“Intersectionality” is a big term that means something simple: if you belong to more than one minority group, you’re likely to have even more problems than peers who belong to just one of those minority groups. There’s no better example of the results of intersectionality than a new publication issued by the National Black Justice Coalition, the National Center for Transgender Equality, and the National Gay and Lesbian Task Force.
“Injustice at Every Turn: A Look at Black Respondents in the National Transgender Discrimination Survey,” is a four-page fact sheet that highlights findings from the 381 NTDS respondents who said they were both Black or Black multiracial and transgender. While these respondents were of every age, it is critical to remember that the economic, health, and social problems people have as young and middle-aged adults lay the groundwork for even more economic, health, and social problems in old age.
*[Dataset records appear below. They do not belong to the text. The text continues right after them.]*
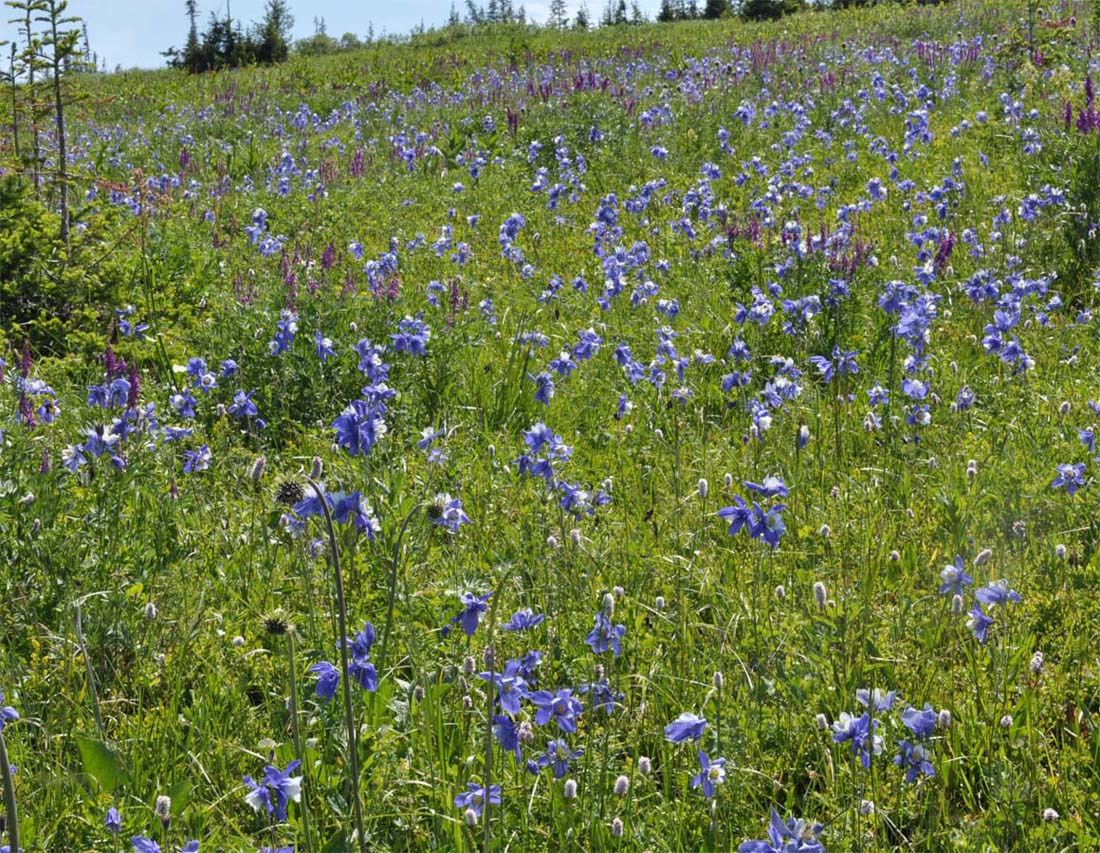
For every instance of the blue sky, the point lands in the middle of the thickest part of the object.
(132, 33)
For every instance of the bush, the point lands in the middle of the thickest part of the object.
(47, 299)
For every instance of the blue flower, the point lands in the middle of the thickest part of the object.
(353, 507)
(524, 620)
(275, 790)
(473, 607)
(323, 347)
(688, 726)
(1070, 477)
(475, 796)
(792, 837)
(979, 624)
(360, 426)
(242, 405)
(954, 578)
(605, 635)
(557, 757)
(878, 700)
(712, 774)
(507, 734)
(328, 679)
(772, 487)
(7, 712)
(510, 686)
(914, 757)
(739, 515)
(921, 723)
(561, 707)
(997, 592)
(859, 732)
(447, 512)
(411, 336)
(197, 460)
(543, 391)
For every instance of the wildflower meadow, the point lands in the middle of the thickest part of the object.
(667, 437)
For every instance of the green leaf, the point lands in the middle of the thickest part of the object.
(102, 763)
(180, 795)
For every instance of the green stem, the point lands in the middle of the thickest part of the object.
(345, 677)
(91, 677)
(9, 796)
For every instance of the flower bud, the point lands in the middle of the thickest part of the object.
(163, 810)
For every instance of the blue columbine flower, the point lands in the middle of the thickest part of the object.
(507, 734)
(475, 797)
(323, 346)
(772, 487)
(561, 707)
(859, 731)
(921, 723)
(510, 686)
(242, 405)
(879, 700)
(360, 426)
(688, 726)
(739, 515)
(197, 460)
(914, 757)
(543, 391)
(954, 578)
(473, 607)
(792, 837)
(411, 336)
(328, 679)
(605, 635)
(1070, 477)
(712, 774)
(979, 624)
(524, 620)
(997, 592)
(557, 756)
(7, 712)
(275, 789)
(447, 512)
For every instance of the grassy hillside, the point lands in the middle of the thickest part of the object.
(757, 360)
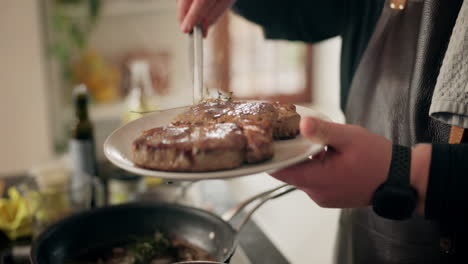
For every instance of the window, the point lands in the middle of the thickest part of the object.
(240, 60)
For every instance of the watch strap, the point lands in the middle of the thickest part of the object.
(400, 166)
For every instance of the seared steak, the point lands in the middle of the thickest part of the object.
(216, 135)
(287, 123)
(283, 117)
(188, 147)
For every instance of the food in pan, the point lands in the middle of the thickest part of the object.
(156, 249)
(216, 135)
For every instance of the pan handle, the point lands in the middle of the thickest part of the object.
(262, 198)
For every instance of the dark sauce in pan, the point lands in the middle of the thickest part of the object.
(176, 250)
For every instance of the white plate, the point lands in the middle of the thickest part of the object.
(117, 149)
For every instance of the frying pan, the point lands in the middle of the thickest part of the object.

Highlights of the report include:
- Black transgender people live in extreme poverty with 34% reporting a household income of less than $10,000/year. This is more than twice the rate for transgender people of all races (15%), four times the general Black population rate (9%), and over eight times the general US population rate (4%).
- Black transgender people are affected by HIV in devastating numbers. Over one-fifth of Black respondents were HIV-positive (20.23%) and an additional 10% reported that they did not know their status. This compares to rates of 2.64% for transgender respondents of all races, 2.4% for the general Black population, and 0.60% of the general US population.
- 41% of Black respondents had experienced homelessness at some point in their lives, over five times the rate of the general US population. Of those who experienced homelessness, many tried to access shelters but were either denied access altogether (40%) or experienced harassment (61%), physical assault (32%), or sexual assault (31%) at the shelter.
- Generally African-Americans have much lower suicide rates than other racial groups. However, 49% of Black transgender respondents reported having attempted suicide at some point, compared to 41% of transgender people of all races and 1.6% for the general U.S. population.
- 38% of Black transgender people who had interacted with the police reported harassment, 14% reported physical assault, and 6% reported sexual assault. 51% reported discomfort seeking police assistance.
- On the other hand, despite widespread beliefs that the Black community is more homophobic and transphobic than the white community, Black NTDS respondents who were out to their families found acceptance at a higher rate than the overall sample of transgender respondents.